OK. Raise your hand if you know that you've dated—or worse, completely fallen in love with—a commitment-phobe. You know the type—uber-charming, great on dates, sometimes even better in bed. Fine. Funny. Ambitious. On so many levels, he seems like the perfect catch.
That's until you're a few months in and you discover that he doesn't like to plan more than a week in advance, he can't remember the last time he was in a serious relationship, he hates using titles, he doesn't have many close connections (to family, friends, or anyone else) and, anything that sounds even close to the "L" word is like a cuss word to him.
No matter how hot 'n heavy things were in the beginning, give it half a year (if he sticks around even that long) and if he doesn't get ghost on you, you'll find yourself getting tired of having the same "So, what are we doing? Where is this going?" conversation/argument with him.

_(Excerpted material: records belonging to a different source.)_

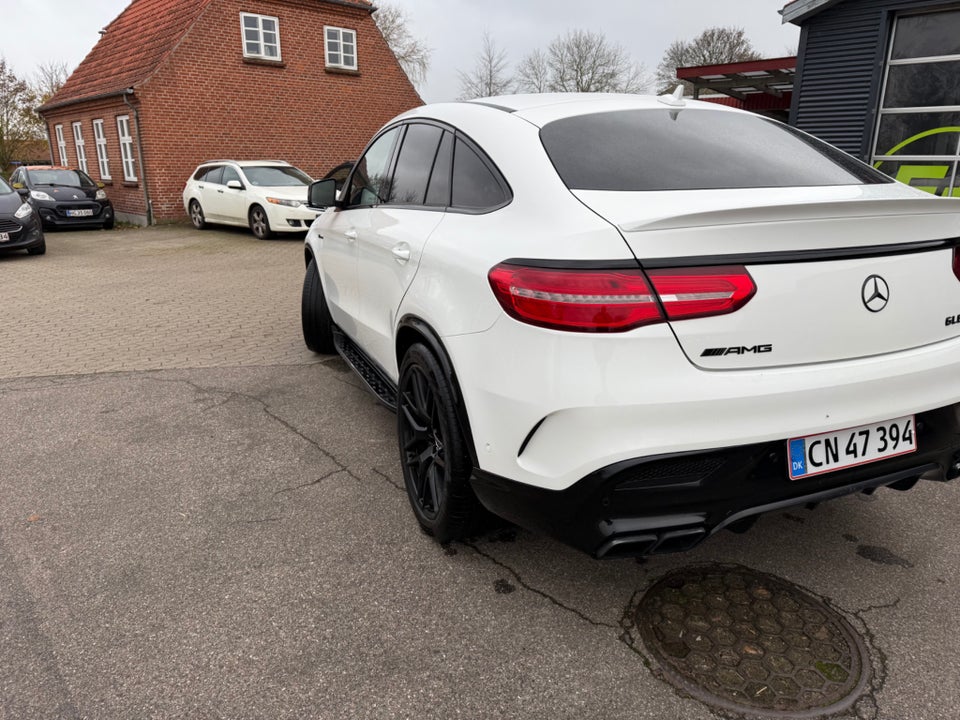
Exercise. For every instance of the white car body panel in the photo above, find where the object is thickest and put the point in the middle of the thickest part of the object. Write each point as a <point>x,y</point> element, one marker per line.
<point>602,399</point>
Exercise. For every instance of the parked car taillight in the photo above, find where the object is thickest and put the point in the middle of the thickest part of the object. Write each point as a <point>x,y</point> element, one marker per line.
<point>574,299</point>
<point>617,300</point>
<point>699,292</point>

As a result, things end. Problem is, not too much time goes by before you find yourself in this same kind of situationship with another guy who also displays the signs of being a commitment-phobe.
What's the problem? I'm not talking about with him. I'm talking about with you.
Why do you find yourself constantly attracting commitment-phobes into your head and heart space? From personal experience, I've got a few reasons that you should think long and hard about.
You’ve Got Daddy (or Mama) Issues
One of my favorite quotes is "Adulthood is about surviving childhood." While I wish that wasn't the case, the reality is a lot of us didn't see healthy relationships as children.
If your parents were never together or they divorced when you were young (and if that is the case, check out "Effects of Divorce on Children's Future Relationships"), sometimes it can either make you attract a situation that is similar to the one your parents had or cause you to work overtime to try and convince someone to commit to you because you may not know what reciprocity in a relationship looks like.
Not to say that this reason applies to everyone, but if you're constantly in "relationships" with guys who won't commit to you, looking back at what your parents modeled to you certainly can't hurt.